Harold Perkin characterised the late eighteenth and early nineteenth century as a ‘one-class society’.[7] Only the aristocratic elite could, he maintained, be seen as a ‘class’. This view of a unitary capitalist ruling class certainly did not exist by 1830. Karl Marx viewed the British ruling class as an ‘antiquated compromise’ in which, while the aristocracy ‘ruled officially’; the bourgeoisie ruled ‘over all the various spheres of civil society in reality’. [8] The aristocracy, that Marx thought had ‘signed its own death warrant’ as a result of the Crimean War (1853-1856), proved to be much more resilient in maintaining a strong presence in the Cabinet, Parliament and the Civil Service. The proprietary fortunes and power of the large landowners remained virtually intact until the end of the century and the relatively amicable inter-penetration of aristocratic landowners and wealthy industrialists remains one of the striking features of British society in the latter half of the century.


[1] Ibid, Perkin, H., The Origins of Modern English Society 1780-1880, pp. 183-196 discusses this issue.

[2] Ibid, Harrison, J.F.C., The Early Victorians 1832-1851, p. 123.

[3] See, for example, Pollock, Linda A., ‘Living on the stage of the world: the concept of privacy among the elite of early modern England’, in ibid, Wilson, Adrian, (ed.), Rethinking social history : English society, 1570-1920 and its interpretation, pp. 78-96, Meldrum, Tim, ‘Domestic service, privacy and the 18th century metropolitan household’, Urban History, Vol. 26, (1999), pp. 27-39 and Taylor, William M., ‘Visualising comfort: aspect, prospect, and controlling privacy in The Gentleman’s House (1864)’, in Taylor, William M., (ed.), The geography of law: landscape, identity and regulation, (Hart Publishing), 2006, pp. 65-83.

[4] Pollard, Sidney, ‘The genesis of the managerial profession: the experience of the Industrial Revolution in Great Britain’, Studies in Romanticism, Vol. 4, (1965), pp. 57-80.

[5] This was evident in agriculture after 1870: Hunt, E. H. and Pam, S.J., ‘Managerial failure in late Victorian Britain?: land use and English agriculture’, Economic History Review, 2nd ser., Vol. 54, (2001), pp. 240-266 and ‘Responding to agricultural depression, 1873-96: managerial success, entrepreneurial failure?’, Agricultural History Review, Vol. 50, (2002), pp. 225-252.

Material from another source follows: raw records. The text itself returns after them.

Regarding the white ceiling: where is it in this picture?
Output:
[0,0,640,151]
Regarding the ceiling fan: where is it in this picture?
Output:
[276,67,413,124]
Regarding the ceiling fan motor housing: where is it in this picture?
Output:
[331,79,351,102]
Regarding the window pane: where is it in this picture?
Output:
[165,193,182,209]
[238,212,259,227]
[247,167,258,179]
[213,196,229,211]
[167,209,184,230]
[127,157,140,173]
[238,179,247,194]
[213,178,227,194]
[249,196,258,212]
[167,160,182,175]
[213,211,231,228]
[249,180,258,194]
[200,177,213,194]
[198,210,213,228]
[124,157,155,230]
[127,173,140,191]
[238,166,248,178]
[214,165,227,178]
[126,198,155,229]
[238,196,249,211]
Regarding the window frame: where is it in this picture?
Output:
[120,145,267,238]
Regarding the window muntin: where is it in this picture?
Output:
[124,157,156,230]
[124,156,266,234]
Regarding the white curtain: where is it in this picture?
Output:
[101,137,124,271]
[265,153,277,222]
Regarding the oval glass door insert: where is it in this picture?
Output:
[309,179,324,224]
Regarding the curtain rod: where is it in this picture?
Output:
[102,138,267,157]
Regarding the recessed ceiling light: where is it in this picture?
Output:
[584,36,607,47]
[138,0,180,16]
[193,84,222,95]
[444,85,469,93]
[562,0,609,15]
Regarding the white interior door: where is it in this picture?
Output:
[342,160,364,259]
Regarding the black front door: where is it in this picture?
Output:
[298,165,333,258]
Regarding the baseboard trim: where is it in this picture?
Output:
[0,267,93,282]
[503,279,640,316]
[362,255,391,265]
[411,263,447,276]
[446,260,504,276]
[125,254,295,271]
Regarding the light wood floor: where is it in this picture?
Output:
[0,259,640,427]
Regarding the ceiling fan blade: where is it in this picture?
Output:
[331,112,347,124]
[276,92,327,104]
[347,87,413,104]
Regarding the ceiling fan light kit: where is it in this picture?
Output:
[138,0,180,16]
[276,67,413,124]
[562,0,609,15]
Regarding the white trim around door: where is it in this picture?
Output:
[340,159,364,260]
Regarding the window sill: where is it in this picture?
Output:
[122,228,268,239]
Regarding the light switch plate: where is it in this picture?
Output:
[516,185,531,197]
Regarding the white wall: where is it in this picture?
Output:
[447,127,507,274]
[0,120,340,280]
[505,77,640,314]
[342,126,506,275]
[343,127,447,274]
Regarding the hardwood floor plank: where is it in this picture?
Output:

[6] Alborn, Timothy L., Conceiving companies: joint-stock politics in Victorian England, (Routledge), 1998, Taylor, James, Creating capitalism: joint-stock enterprise in British politics and culture, 1800-1870, (Boydell), 2006 and Johnson, Paul, Making the Market: Victorian Origins of Corporate Capitalism, (Cambridge University Press), 2010.

[7] Ibid, Perkin, H., The Origins of Modern English Society 1780-1880, pp. 36-38.

[8] Marx, Karl, ‘The Crisis in England and the British Constitution’, in Marx, K. and Engels, F., On Britain, (Moscow State Publishing House), 1953, pp. 410-411.